9-(2-deoxidation-3,5-O-isopropylidene-β-L-Soviet Union formula furan pentose base) VITAMIN B4 (25, the B=VITAMIN B4)

To 24 (B=VITAMIN B4) of dry toluene (100mL) (4.4g, drip in toluene (100mL) 2,2 in reflux solution 0.01mol) '-azo two (methyl propionitrile) (1g) and hydrogenation tri-n-butyl tin (12g, 0.04mol) solution, 2 hours times spent.Solvent removed in vacuo, resistates are dissolved in acetonitrile (100mL), and (3 * 50mL) extract this solution with sherwood oil.The vacuum concentration acetonitrile solution, through silica gel chromatography, at first use chloroform (1L) washing resistates, use chloroform-ethyl acetate (7: 3v/v) wash-out then to remove all three-normal-butyl tin derivatives, obtain spumescence 25 (B=VITAMIN B4), 2.6g (89%).1H-NMR δ 1.35 (3H, s, i-Pr), 1.50 (3H, s, i-Pr), 2.0-2.6 (2H, m, H-2 ', 2 "), 3.32 (1H, m, H-5 '), 3.76 (1H, m, H-5 "), 3.89 (1H, m, H-4 '), 4.49 (1H, m, H-3 '), 6.05 (1H, dd, H-1 ', J _{1 ', 2 '}=1.4, J _{1 ', 2 "}=7.8Hz), 8.72 and 8.51 (two 1H, s, H-2 and 8).

Embodiment 31

1-(3,5-O-isopropylidene-β-L-furyl xylose base) thymus pyrimidine (28, X=OH)

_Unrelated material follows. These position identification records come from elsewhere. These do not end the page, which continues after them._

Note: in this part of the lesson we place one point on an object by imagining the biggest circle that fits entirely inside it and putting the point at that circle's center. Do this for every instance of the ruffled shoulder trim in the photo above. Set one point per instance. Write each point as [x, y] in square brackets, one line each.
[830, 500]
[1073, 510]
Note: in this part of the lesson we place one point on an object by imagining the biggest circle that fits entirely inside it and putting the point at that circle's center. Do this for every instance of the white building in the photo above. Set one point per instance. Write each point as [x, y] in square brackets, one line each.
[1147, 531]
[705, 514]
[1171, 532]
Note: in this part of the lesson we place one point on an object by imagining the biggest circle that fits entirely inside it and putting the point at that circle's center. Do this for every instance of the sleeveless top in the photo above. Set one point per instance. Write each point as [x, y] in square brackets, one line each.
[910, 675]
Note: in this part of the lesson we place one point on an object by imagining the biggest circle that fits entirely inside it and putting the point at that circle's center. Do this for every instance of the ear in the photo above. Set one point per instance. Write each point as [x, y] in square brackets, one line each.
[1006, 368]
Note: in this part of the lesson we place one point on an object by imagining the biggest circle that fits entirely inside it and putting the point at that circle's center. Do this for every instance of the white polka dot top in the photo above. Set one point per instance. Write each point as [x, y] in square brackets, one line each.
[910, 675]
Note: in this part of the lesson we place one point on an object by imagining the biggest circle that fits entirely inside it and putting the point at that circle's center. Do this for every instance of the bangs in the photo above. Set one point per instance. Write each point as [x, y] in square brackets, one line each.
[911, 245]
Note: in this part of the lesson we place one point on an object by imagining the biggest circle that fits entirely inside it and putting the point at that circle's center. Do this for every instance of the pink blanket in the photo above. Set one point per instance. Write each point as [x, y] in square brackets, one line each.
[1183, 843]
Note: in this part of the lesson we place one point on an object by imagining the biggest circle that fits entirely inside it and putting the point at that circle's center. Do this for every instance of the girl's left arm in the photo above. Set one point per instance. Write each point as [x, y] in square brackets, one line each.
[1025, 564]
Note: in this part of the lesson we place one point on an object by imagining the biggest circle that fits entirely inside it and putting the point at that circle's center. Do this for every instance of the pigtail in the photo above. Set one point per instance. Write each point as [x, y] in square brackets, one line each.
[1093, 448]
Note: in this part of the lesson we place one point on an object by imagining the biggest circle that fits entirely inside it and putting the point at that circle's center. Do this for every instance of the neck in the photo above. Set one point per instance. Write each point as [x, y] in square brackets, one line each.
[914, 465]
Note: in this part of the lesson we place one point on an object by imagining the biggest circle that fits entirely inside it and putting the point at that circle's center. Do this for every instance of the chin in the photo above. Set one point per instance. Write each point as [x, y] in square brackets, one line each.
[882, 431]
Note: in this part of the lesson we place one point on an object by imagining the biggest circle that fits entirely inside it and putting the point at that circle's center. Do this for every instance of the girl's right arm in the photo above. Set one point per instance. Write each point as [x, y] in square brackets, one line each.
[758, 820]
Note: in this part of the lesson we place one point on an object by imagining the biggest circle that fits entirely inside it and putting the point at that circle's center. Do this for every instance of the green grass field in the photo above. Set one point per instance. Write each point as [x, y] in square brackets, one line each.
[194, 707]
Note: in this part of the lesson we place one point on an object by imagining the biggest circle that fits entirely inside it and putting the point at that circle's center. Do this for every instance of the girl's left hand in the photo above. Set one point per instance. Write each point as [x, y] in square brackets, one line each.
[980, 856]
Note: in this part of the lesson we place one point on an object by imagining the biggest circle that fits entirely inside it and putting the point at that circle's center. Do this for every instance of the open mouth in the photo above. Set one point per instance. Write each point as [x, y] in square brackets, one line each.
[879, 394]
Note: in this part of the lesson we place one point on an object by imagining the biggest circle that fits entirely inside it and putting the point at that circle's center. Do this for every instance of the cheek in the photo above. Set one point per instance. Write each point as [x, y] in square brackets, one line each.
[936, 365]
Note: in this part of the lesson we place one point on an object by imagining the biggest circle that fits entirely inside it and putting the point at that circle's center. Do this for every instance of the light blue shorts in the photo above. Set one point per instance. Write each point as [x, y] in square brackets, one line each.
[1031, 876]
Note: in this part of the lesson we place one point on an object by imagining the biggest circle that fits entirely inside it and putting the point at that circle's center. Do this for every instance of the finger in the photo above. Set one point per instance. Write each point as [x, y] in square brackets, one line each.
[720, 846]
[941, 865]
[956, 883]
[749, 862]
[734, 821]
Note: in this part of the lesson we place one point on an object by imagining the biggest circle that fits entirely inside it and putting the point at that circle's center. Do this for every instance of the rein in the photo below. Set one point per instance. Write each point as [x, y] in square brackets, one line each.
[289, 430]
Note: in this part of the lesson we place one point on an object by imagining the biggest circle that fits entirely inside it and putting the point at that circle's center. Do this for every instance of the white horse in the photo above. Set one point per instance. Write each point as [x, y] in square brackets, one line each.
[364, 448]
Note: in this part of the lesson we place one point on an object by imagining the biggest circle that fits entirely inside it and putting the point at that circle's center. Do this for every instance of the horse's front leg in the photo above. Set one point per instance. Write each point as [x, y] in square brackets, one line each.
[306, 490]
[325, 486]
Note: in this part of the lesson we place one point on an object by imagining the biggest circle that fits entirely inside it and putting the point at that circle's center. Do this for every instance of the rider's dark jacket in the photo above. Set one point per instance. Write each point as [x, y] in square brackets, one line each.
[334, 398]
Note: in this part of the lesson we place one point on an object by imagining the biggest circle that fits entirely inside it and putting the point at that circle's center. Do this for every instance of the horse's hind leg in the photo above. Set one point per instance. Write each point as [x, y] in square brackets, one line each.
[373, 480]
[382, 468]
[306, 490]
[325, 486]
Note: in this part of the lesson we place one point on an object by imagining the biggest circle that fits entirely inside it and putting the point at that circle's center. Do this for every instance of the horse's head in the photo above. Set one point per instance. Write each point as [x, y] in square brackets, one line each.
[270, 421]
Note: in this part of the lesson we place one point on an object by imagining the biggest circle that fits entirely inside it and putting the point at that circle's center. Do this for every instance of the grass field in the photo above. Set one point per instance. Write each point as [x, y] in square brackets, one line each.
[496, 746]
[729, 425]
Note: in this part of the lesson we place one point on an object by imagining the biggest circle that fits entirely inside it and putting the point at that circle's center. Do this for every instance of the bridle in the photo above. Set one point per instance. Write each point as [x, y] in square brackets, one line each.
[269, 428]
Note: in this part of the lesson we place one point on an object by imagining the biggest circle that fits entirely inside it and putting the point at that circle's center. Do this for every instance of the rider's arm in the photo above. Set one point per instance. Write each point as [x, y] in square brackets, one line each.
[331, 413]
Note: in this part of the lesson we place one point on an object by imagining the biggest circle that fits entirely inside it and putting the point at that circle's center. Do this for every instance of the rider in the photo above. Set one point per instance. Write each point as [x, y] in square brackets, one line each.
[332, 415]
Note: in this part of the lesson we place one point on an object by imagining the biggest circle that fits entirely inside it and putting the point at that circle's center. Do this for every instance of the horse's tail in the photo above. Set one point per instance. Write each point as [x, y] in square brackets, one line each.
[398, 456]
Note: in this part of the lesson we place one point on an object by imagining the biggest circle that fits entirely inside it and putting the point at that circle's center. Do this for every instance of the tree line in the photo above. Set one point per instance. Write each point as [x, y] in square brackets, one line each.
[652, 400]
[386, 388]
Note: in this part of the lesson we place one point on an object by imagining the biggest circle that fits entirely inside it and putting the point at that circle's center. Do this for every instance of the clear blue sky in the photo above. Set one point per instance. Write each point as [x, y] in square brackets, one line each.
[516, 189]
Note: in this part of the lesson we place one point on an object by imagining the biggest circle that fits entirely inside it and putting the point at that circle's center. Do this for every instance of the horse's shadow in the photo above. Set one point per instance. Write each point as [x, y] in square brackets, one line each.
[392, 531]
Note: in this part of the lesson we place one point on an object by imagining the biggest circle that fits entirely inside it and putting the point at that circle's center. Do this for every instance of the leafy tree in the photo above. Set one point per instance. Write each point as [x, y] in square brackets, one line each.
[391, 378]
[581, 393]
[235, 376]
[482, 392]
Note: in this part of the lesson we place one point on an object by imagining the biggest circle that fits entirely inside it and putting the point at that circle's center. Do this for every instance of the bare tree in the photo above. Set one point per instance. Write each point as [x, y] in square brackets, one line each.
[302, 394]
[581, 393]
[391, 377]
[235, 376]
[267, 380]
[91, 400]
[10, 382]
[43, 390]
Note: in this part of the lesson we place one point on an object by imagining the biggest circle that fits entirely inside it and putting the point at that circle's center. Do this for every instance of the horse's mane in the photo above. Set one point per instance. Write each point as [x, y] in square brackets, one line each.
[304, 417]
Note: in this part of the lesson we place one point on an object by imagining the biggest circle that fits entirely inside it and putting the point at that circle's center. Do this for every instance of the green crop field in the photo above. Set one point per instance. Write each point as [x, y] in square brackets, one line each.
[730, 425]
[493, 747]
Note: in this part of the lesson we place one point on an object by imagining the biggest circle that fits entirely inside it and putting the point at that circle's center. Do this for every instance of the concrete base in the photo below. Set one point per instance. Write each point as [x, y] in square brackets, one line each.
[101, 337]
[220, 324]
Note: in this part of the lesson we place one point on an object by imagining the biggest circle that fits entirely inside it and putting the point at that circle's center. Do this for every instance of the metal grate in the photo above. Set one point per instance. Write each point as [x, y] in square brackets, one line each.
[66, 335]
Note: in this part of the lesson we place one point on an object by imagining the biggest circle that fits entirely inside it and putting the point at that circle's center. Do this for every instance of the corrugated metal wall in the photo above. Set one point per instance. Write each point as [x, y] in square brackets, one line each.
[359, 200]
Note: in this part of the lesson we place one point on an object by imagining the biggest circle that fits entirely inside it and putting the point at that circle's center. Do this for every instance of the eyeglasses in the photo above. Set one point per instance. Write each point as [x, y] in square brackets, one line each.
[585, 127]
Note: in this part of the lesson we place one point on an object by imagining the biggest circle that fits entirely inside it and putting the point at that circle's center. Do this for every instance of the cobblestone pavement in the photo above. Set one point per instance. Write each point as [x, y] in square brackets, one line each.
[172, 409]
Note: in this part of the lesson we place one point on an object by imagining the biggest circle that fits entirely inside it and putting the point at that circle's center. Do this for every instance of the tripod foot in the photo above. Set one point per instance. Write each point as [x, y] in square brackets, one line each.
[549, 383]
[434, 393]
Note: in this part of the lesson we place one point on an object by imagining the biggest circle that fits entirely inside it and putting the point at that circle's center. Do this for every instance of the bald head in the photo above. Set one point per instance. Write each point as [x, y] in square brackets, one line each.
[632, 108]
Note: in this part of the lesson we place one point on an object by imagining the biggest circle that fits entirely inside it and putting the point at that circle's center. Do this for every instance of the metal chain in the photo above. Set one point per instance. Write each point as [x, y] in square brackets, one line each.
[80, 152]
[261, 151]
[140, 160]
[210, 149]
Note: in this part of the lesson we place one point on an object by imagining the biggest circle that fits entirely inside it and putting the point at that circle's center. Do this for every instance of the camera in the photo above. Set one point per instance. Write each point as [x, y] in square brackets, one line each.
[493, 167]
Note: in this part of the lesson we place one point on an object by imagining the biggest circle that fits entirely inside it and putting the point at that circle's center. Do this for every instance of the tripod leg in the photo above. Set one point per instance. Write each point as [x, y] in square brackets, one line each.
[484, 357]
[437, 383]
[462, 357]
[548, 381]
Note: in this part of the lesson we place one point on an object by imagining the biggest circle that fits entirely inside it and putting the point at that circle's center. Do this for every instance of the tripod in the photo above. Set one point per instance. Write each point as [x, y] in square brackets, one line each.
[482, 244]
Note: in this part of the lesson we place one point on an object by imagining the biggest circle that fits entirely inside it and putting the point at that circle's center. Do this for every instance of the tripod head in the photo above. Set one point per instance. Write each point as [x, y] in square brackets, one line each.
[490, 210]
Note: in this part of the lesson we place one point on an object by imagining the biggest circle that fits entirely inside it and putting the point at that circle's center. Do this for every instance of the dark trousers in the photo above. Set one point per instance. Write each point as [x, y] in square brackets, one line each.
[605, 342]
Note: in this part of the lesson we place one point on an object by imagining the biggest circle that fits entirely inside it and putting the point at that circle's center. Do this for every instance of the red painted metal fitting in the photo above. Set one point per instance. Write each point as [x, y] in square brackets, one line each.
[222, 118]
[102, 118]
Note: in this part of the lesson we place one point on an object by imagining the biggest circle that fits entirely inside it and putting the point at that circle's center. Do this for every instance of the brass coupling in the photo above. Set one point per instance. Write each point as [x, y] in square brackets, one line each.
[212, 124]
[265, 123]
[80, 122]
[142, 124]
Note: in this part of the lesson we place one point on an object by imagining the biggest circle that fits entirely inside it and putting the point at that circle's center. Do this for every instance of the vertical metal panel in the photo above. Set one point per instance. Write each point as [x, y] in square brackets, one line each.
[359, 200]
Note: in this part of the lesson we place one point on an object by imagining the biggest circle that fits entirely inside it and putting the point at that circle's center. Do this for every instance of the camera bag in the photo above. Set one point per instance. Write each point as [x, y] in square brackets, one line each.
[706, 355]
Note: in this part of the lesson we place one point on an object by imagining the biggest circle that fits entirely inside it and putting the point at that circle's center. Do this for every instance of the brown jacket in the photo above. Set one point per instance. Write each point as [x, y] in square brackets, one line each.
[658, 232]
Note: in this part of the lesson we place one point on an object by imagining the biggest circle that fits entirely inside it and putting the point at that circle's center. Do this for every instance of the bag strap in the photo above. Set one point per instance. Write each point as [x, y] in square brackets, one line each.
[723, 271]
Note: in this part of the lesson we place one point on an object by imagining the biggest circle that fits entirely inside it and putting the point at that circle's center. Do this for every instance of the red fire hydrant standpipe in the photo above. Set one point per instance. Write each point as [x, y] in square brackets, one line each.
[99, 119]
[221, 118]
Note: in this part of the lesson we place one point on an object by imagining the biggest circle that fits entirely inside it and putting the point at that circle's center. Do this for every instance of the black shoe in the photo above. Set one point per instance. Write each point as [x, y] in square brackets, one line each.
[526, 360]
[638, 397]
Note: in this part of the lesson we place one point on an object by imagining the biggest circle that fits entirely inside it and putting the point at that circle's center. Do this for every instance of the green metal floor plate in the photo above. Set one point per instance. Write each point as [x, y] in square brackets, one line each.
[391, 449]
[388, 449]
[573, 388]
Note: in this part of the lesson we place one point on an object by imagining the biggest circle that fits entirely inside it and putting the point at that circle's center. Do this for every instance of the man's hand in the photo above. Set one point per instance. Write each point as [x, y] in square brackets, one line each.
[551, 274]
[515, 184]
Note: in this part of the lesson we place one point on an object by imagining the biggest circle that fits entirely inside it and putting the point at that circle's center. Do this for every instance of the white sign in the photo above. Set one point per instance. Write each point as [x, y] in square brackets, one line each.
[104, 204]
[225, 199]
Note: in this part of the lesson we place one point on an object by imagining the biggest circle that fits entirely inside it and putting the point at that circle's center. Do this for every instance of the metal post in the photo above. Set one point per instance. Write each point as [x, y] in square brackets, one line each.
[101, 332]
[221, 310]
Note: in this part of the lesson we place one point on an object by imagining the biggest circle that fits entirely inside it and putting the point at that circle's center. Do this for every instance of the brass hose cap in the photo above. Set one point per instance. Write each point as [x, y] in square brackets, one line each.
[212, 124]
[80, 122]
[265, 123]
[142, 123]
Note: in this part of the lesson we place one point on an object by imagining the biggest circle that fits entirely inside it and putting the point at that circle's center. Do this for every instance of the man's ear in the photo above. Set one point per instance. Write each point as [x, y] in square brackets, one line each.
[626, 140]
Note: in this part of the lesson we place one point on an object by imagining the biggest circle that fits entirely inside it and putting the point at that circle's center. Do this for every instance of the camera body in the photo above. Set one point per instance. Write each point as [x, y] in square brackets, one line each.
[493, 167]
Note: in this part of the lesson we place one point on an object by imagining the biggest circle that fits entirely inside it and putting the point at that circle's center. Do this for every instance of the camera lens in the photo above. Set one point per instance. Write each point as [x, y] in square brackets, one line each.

Under the room temperature, and stirring 22 (B=thymus pyrimidines) (5.2g, 0.02mol), tosic acid (1g), 2, the mixture of 2-Propanal dimethyl acetal (5mL) and acetone (100mL) 8 hours.Add solid sodium bicarbonate (2g), mixture stirred 2 hours, filtered vacuum concentrated filtrate.Resistates is recrystallization in methyl alcohol, obtains 28 (5.4g, 91%), and mp is 175-177 ℃.This sample ' H-NMR spectrum and the D-counterpart (Fox, the J.J. that made in the past; Codington, J.F.; Yung, N.C.; Kaplan, L.; Lampen, J.O., J.Am.Chem.Soc., 1958,80,5155) unanimity.

Embodiment 32

1-(3,5-O-isopropylidene-2-O-methylsulfonyl-β-L-furyl xylose base) thymus pyrimidine (29, R=R "=CH ₃, X=OH)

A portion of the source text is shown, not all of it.